Sarita shares a small cell with four other inmates – the jail has a total of 18 other Nepalese women, all of whom have been picked up on the same charge. Like every other inmate, Sarita wakes up at 6 am, and spends her time stitching, learning to read and write, and praying for her release. Five years later, she is full of regret for the decision.

“When I set out from home that day, my heart was pounding,” she tells us. “I knew something bad was about to happen.” Sarita remembers clutching her husband’s arm, and he told her there was still time to back out from the deal. But Sarita was determined for the sake of her children. “They must be all grown up by now – the elder one would have turned 13, and the younger 10. And I am in jail, what could be more unfortunate.”

Even as Sarita’s days pass in her tiny room, the peddlers, the overlords, the mafiosos, and the system that enabled her to smuggle the drug into the country, continue without pause. Sarita and women like her are the smallest, most insignificant pawns in the game. For the local forces, apprehending people like Sarita is easy as soup – and gives the authorities and the media the illusion that the drug trade is being disassembled.

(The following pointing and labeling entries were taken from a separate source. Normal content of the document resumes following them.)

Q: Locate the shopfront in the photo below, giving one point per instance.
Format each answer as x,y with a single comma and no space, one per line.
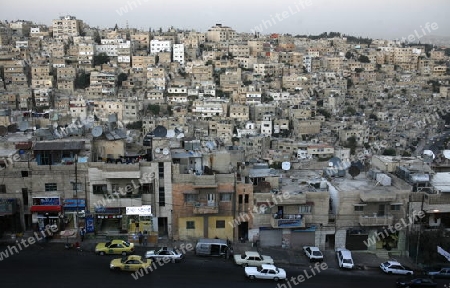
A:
74,213
109,219
46,211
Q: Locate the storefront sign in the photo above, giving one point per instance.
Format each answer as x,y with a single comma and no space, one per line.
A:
7,206
107,210
49,201
145,210
89,224
72,203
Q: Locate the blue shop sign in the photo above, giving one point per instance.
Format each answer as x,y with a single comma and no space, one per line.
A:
72,203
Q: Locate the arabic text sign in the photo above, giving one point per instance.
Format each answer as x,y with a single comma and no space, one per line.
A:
145,210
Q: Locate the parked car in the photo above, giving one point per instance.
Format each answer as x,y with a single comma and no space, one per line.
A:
394,267
166,254
265,271
415,282
213,247
313,253
130,263
252,258
438,273
345,259
115,247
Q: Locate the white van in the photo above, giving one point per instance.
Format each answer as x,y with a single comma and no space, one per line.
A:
213,247
344,258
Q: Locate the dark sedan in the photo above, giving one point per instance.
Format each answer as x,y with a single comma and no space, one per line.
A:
416,282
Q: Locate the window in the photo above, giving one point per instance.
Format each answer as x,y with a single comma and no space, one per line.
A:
162,197
225,197
190,225
25,196
161,169
146,188
189,198
359,208
220,223
395,207
50,187
304,209
76,186
99,189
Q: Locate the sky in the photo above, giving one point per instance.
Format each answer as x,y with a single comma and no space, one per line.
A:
376,19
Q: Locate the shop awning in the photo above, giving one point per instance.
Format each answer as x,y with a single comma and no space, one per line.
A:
45,208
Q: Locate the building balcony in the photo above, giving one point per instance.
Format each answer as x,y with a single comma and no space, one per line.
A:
374,220
201,208
287,221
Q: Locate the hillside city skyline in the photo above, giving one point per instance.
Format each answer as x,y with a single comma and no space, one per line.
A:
301,17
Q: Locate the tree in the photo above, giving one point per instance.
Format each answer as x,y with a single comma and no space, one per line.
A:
354,171
101,58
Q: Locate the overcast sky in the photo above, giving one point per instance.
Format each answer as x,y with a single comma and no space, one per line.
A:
386,19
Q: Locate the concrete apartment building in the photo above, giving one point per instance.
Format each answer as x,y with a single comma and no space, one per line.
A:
220,33
66,26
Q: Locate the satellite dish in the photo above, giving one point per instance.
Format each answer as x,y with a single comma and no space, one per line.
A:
286,165
428,156
97,131
3,130
160,131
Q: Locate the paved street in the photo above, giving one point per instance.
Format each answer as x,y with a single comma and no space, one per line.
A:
50,265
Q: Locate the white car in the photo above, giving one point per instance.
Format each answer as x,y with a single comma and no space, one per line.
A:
394,267
313,253
265,271
345,259
165,253
252,258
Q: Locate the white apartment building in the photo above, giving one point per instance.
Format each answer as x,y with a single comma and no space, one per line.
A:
178,53
67,26
157,46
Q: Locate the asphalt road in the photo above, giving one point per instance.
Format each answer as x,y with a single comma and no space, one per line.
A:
52,266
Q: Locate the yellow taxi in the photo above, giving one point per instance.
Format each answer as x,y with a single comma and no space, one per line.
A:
115,247
130,263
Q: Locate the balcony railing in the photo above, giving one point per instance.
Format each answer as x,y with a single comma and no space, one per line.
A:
287,221
201,208
375,220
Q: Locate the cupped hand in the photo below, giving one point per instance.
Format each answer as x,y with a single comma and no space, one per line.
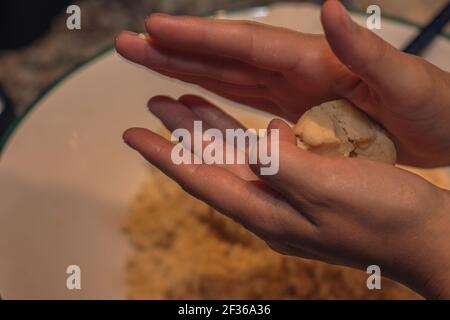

In reality, they are merely “cannon fodder”, as this story on female drug mules in Argentina, explains.

“These women in detention are not big drug traffickers,” says Maria Santos, who works at Argentina’s National Prison Attorney Office, in the original article. “Inside the trafficking chains, women are in the most vulnerable positions… Men occupy the highest levels, and women are exposed to the judicial system.” The same article also carries a Washington Office on Latin America (WOLA) report, which states, “Even though [the female mules] bear the brunt of punitive policies, these women are seldom a true threat for society. Their imprisonment does little or nothing to dismantle illegal drug markets and to improve public security.”

And so Sarita, languishes in jail too, even as her handlers go about scot-free. Sarita is unsure where her case stands or how she should go about getting a lawyer. Trapped in a deadly vortex of poverty and a callous system, where she is just another faceless woman without an identity, she does not know how many more years she will have to spend in jail. She has not given up yet – but she is aware that desperation and hopelessness can break the strongest backs. After all, hers has broken once before.